I. EL PORQUÉ DE LA FIDELIDAD
DIOS, LAS ALMAS Y NUESTRA FIDELIDAD A LA GRACIA
Por los textos citados en la Introducción, habrá sido fácil hacerse
idea de la importancia primordial de la fidelidad a la gracia.
Múltiples razones vienen a fundamentar las palabras de los Maestros
espirituales. Empecemos mirando en primer lugar desde el lado de Dios.
Lo que es, lo que ha hecho por nosotros, cuán pocos, aun entre sus fieles, le aseguran su fidelidad ¿no son ya tres motivos que debieran inclinarnos a un servicio respetuosamente atento, a una abnegación sin lagunas y sin flojedad?
* * *
Ya hemos reflexionado acerca de lo que Dios es. Los hebreos se
hacían tal idea de su grandeza que habían vacilado en darle un nombre.
Dios era el inefable, la grandeza por excelencia, Aquel cuya excelencia
soberana no puede traducirse.
El pueblo cristiano se ha atrevido a nombrar a Dios, pero la Iglesia ha censurado siempre a los que pronunciaban inconsideradamente su nombre. Los santos lo profieren con inmenso respeto.

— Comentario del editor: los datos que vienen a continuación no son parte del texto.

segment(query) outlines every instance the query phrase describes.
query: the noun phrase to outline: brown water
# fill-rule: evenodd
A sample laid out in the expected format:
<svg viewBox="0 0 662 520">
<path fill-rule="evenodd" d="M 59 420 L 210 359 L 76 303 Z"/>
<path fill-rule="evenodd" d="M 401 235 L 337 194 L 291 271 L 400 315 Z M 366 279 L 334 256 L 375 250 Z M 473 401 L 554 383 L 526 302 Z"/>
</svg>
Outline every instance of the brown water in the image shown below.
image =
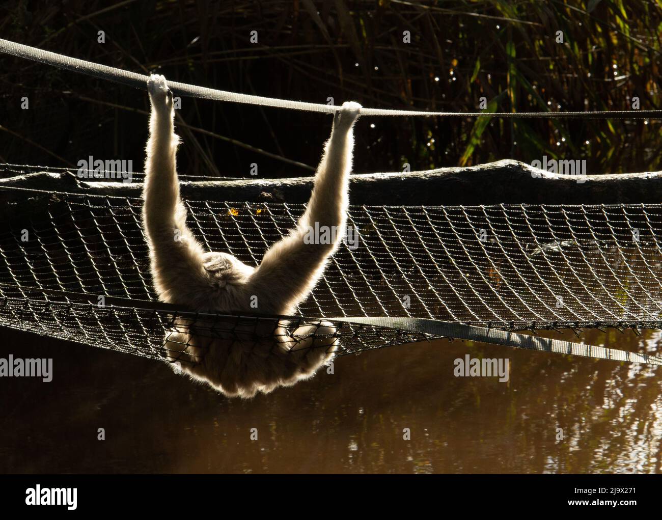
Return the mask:
<svg viewBox="0 0 662 520">
<path fill-rule="evenodd" d="M 345 356 L 240 401 L 157 362 L 3 333 L 0 357 L 54 358 L 50 383 L 0 379 L 3 472 L 662 472 L 653 367 L 442 340 Z M 662 352 L 657 331 L 606 339 Z M 453 376 L 465 354 L 507 357 L 510 380 Z"/>
</svg>

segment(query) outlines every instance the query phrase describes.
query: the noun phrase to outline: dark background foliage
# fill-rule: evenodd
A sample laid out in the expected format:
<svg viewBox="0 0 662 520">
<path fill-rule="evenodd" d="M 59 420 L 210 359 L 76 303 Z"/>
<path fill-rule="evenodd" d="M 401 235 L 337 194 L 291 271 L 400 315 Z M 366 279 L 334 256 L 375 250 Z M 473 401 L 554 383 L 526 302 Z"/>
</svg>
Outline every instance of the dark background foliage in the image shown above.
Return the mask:
<svg viewBox="0 0 662 520">
<path fill-rule="evenodd" d="M 11 0 L 0 34 L 179 81 L 315 103 L 470 112 L 484 96 L 502 111 L 624 110 L 638 96 L 653 109 L 662 108 L 661 11 L 661 0 Z M 7 56 L 0 63 L 0 161 L 63 166 L 93 155 L 142 170 L 146 92 Z M 253 162 L 260 176 L 310 174 L 286 160 L 315 166 L 331 122 L 182 102 L 179 160 L 189 174 L 246 177 Z M 587 159 L 589 173 L 661 169 L 656 121 L 365 117 L 357 129 L 357 172 L 543 155 Z"/>
</svg>

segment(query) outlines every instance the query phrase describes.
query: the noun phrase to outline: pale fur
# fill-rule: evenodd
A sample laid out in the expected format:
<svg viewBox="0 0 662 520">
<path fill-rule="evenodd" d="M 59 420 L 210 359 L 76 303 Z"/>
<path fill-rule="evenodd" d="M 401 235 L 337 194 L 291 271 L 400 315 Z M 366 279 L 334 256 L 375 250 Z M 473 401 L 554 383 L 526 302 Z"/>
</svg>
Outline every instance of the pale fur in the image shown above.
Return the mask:
<svg viewBox="0 0 662 520">
<path fill-rule="evenodd" d="M 346 103 L 336 113 L 305 213 L 290 234 L 252 267 L 227 253 L 205 252 L 187 227 L 175 165 L 179 139 L 174 132 L 172 93 L 162 76 L 150 77 L 148 90 L 152 113 L 142 218 L 160 299 L 204 313 L 293 314 L 317 284 L 342 238 L 336 233 L 332 244 L 304 242 L 308 227 L 316 223 L 345 229 L 352 128 L 361 106 Z M 250 306 L 252 296 L 257 297 L 257 309 Z M 166 338 L 173 368 L 228 396 L 252 397 L 294 384 L 313 375 L 338 349 L 336 329 L 328 321 L 293 331 L 284 321 L 275 331 L 273 322 L 257 330 L 254 325 L 224 331 L 217 327 L 213 338 L 202 332 L 213 323 L 177 319 L 176 325 L 188 331 L 170 333 Z"/>
</svg>

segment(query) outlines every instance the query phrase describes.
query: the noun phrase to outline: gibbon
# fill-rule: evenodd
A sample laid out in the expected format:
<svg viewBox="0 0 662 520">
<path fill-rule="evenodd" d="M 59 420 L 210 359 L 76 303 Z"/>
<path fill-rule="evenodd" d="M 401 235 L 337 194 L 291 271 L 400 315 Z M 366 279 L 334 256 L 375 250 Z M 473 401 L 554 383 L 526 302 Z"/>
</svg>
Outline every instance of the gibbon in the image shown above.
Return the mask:
<svg viewBox="0 0 662 520">
<path fill-rule="evenodd" d="M 254 311 L 251 299 L 257 297 L 261 314 L 291 315 L 314 287 L 343 238 L 336 233 L 327 244 L 305 240 L 316 224 L 346 229 L 352 129 L 361 105 L 346 103 L 336 113 L 303 216 L 253 267 L 227 253 L 205 251 L 187 227 L 175 166 L 179 138 L 174 132 L 173 95 L 166 78 L 158 75 L 151 76 L 148 91 L 152 112 L 142 220 L 160 299 L 201 313 L 234 314 Z M 177 325 L 185 322 L 175 320 Z M 196 334 L 213 325 L 199 320 L 186 333 L 168 333 L 166 348 L 175 372 L 206 382 L 226 396 L 250 397 L 310 378 L 337 351 L 337 331 L 330 322 L 294 330 L 288 325 L 272 322 L 257 336 L 254 325 L 239 327 L 212 338 Z M 191 362 L 179 362 L 185 361 Z"/>
</svg>

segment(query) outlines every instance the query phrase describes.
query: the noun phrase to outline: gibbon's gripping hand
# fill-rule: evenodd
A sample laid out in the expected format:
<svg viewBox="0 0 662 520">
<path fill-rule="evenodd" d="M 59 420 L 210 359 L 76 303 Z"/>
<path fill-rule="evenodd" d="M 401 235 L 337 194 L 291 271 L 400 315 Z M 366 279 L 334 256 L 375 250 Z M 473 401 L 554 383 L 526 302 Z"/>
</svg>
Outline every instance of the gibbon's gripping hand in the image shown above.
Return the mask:
<svg viewBox="0 0 662 520">
<path fill-rule="evenodd" d="M 336 111 L 333 118 L 334 129 L 349 130 L 361 115 L 363 108 L 355 101 L 345 101 L 340 110 Z"/>
<path fill-rule="evenodd" d="M 152 74 L 147 80 L 147 91 L 154 110 L 161 113 L 168 113 L 172 110 L 172 91 L 167 87 L 164 76 Z"/>
</svg>

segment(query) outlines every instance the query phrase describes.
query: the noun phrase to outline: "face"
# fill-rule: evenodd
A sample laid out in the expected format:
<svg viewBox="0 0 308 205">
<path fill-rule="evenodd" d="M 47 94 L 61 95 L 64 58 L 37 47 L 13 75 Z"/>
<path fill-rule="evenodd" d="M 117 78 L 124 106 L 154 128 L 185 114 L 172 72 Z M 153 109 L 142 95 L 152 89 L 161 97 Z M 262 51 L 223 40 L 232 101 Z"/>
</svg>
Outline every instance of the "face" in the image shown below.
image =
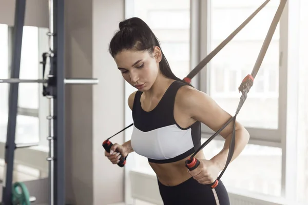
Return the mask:
<svg viewBox="0 0 308 205">
<path fill-rule="evenodd" d="M 114 56 L 114 60 L 125 80 L 140 91 L 145 91 L 151 88 L 160 73 L 161 53 L 158 47 L 152 54 L 125 50 Z"/>
</svg>

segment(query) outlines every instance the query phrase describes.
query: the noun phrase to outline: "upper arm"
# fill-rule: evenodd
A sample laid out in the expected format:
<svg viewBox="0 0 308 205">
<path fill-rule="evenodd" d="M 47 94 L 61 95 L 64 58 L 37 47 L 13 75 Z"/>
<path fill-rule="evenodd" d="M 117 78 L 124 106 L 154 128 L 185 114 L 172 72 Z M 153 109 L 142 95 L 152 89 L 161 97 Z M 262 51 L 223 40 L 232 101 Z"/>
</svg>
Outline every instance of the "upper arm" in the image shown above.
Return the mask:
<svg viewBox="0 0 308 205">
<path fill-rule="evenodd" d="M 179 92 L 178 101 L 182 110 L 190 117 L 203 123 L 215 132 L 232 117 L 206 93 L 188 86 L 184 86 L 180 90 L 182 90 Z M 236 109 L 235 108 L 235 111 Z M 220 135 L 225 138 L 233 132 L 233 125 L 232 122 L 229 124 L 220 133 Z M 237 130 L 242 127 L 236 122 Z"/>
<path fill-rule="evenodd" d="M 128 106 L 130 110 L 132 110 L 132 106 L 133 105 L 133 100 L 134 99 L 134 96 L 137 91 L 134 91 L 133 93 L 129 95 L 127 102 L 128 103 Z"/>
</svg>

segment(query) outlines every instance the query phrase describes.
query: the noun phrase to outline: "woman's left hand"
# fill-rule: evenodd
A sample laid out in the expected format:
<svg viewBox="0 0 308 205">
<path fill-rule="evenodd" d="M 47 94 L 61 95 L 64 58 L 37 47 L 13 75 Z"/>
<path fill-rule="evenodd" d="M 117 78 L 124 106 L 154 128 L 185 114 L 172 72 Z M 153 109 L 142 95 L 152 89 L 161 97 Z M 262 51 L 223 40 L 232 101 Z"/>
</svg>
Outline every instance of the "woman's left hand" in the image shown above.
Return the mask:
<svg viewBox="0 0 308 205">
<path fill-rule="evenodd" d="M 198 159 L 200 162 L 197 168 L 188 172 L 200 183 L 208 184 L 215 181 L 220 169 L 217 163 L 211 160 Z"/>
</svg>

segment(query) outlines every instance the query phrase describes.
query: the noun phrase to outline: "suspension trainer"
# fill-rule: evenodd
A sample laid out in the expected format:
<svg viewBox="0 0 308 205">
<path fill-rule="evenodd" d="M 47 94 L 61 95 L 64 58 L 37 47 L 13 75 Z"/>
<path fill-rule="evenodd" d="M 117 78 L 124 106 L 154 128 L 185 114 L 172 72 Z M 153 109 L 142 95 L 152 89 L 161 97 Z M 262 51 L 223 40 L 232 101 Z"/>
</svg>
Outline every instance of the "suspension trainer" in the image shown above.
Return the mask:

Cada vez que San Ignacio de Loyola nombra a Dios en los Ejercicios
lo llama «Dios Nuestro Señor», como si lo que más le impresionase en Dios, fuera su infinita Majestad, el derecho que tiene a ser honrado, amado y servido plenamente.
¡Ah! Pero es que siendo el Altísimo todo lo que El es ¿podría probarse nuestra fidelidad en su servicio con una fidelidad medida con cuentagotas, con una fidelidad fastidiosa, o realizada a intervalos, con una fidelidad inferior? El que tiene derecho a todo ¿no recibirá de nosotros más que nada o casi nada? Si hay algo en nosotros que marque para siempre nuestra pequeñez ¿no será precisamente esta ineptitud que poseemos la mayor parte para cuidarnos de la grandeza de Dios? ¿Quién piensa, al orar, en la majestad soberana de Aquel a quien ora? Al ver el descuido en la actitud, la ausencia de recogimiento, la triste rutina, sin esfuerzo para situar a Dios en la verdad de su ser y por tanto del respeto que le corresponde, se observa el enorme olvido de las distancias. Y lo que decimos de nuestra oración, puede decirse igualmente de nuestro modo de servir; tratamos a Dios evidentemente como si fuese un cualquiera y para quien fuera suficiente una fidelidad anémica y sin vigor.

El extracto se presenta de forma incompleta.